There was yet another element to consider. Sexton was the Mets’ beat writer for the Times in the early 1990s, and his type of coverage angered the Mets generally and particularly the manager Jeff Torborg. Sexton wrote articles critical of Torborg, a decent and friendly manager but never gave Torborg a chance to offer his version of events that Sexton singled out for criticism.
The Mets would not be off base for questioning some of the stories the Times has run on the differences between Wilpon and Picard.
The Daily News, on the other hand, has aligned itself with the Mets to a great extent, people in the news media business have suggested, because of the supposedly close relationship between Jeff Wilpon, Fred’s son and the Mets’ chief operating officer, and the Daily News’ sports columnist, Mike Lupica, who is influential in the paper’s coverage.
But when Fred Wilpon and his advisors embarked on their public relations campaign, their targets were not the New York newspapers. They were too local. If Wilpon was to resuscitate and save his reputation, something bigger, more influential and national was needed. That’s how Wilpon came to do interviews with The New Yorker and Sports Illustrated.
The resulting articles contained details about Wilpon’s disputed investments with Madoff, but they went beyond Madoff and Picard and tried to portray Wilpon’s human side.
The New Yorker article quotes Wilpon as speaking critically of three of his players, Jose Reyes, David Wright and Carlos Beltran. It was most uncharacteristic of Wilpon, who never cared for the way George Steinbrenner used to criticize his players publicly. But Wilpon included himself, too.
Speaking of the Mets’ decision to sign Beltran to a seven-year, $119 million contract following his superb performance in the 2004 post-season, Wilpon, referring to himself, said, “We had some schmuck in New York who paid him based on that one series. He’s 65 to 70% of what he was.”
Wilpon went further to show his human side, if you consider using locker room language human.
Jeffrey Toobin, the New Yorker reporter, wrote of being in the Mets clubhouse with Wilpon before a game at Citi Field. Speaking to pitching coach Dan Warthen about a pitcher who took forever to pitch, Wilpon said, “Tell him to throw” the blanking ball.
Wilpon would never say such a thing in public but presumably figured it would sound good to the reporter, who would certainly use it in his article.
I have a better story to attest to Wilpon’s humaneness, one that speaks better of Wilpon than a profane comment to a coach.
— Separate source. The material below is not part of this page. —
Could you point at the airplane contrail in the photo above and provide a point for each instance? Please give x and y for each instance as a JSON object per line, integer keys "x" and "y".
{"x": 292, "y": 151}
A few years ago I became aware of an infant who had cancer. She was the daughter of a former co-worker of one of my children. The parents desperately wanted her to be seen at Memorial Sloan-Kettering, a New York hospital noted for its cancer treatment, but had been unsuccessful in getting an appointment.
I knew that Wilpon was connected to the hospital, and I called him. The child was seen the next day. Sadly she died some months or a year later, but Wilpon had given her a chance.
After I read the two magazine profiles of Wilpon and thought maybe he had emerged from his cocoon of muteness, I called Jay Horwitz, the Mets’ spokesman.
“He’s not going to talk,” Horwitz said. “He hasn’t made himself available for comments.”